To put a finer point on this deep deep aspect of BOC’s resonant art — which one must also note they do a very good job of simplifying and making accessible for their audience — I wanted to last bring it full circle to their later works. The Campfire Headphases album of 2005, Trans Canada Highway E.P. of 2006, and then the Tomorrow’s Harvest album of 2013, all manage to evolve yet remain THEM.
The former two releases, which some fans did not like as much, brought in the guitar in new and fascinating ways. While it gave their sound a more “folk” effect, it nonetheless retains all the trappings and indeed foundations of their art.

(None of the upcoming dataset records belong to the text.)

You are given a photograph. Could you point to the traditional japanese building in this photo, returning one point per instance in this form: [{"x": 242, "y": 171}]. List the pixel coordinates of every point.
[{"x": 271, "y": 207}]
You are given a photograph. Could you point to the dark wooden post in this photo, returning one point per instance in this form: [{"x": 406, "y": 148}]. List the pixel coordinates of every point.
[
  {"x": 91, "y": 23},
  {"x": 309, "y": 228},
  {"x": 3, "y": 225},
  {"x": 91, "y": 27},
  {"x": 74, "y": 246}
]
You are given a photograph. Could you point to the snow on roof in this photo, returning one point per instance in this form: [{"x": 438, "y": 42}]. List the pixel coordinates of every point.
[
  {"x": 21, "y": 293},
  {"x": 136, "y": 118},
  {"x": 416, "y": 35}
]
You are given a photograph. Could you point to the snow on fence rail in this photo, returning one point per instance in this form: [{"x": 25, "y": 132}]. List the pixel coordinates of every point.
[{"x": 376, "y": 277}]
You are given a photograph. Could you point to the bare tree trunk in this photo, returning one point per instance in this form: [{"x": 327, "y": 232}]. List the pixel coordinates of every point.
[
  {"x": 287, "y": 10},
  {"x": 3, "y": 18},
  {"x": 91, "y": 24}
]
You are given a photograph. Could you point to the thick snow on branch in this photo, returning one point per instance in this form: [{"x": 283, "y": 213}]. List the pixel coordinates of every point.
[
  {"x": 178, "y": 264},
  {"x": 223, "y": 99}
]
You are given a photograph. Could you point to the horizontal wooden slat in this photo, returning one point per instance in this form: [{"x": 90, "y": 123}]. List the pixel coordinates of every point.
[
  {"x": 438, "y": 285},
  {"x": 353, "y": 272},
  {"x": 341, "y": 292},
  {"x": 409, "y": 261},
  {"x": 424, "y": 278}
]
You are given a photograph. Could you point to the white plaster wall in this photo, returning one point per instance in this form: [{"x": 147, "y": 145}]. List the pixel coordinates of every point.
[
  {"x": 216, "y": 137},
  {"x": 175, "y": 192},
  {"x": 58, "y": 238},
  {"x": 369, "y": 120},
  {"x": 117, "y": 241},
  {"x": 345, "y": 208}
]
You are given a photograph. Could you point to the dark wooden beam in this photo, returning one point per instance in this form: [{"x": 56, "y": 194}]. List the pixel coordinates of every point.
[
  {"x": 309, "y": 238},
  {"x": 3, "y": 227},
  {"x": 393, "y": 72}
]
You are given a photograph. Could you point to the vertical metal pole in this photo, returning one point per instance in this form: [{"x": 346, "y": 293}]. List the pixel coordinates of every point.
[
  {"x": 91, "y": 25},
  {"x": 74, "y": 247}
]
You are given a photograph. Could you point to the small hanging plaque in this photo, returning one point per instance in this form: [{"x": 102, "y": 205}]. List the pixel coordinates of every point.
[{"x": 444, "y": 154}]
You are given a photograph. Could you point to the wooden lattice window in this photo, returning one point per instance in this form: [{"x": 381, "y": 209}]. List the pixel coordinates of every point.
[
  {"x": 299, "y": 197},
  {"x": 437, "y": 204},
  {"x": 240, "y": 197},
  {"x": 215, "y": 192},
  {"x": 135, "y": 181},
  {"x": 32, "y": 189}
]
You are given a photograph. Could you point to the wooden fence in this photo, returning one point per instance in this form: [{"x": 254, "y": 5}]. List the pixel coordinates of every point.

And the latter, in my opinion, is one of the great albums of the 2010s, coming synchronicity-wise right after the beginnings of anti-democratic backlashes and as the growing toxicity of social media was on the rise.
Per Tomorrow’s Harvest, it is in many ways a summation of all of their earlier albums, and yet they find a way to both move their sound forward, yet within the timeless echoes of their earliest work.
Daniel Bromfield’s 10-year anniversary essay on the album for Stereogum is not to be missed. It’s a great tribute to the magic, prophecy, beauty, themes, innovation and even the silence of BOC.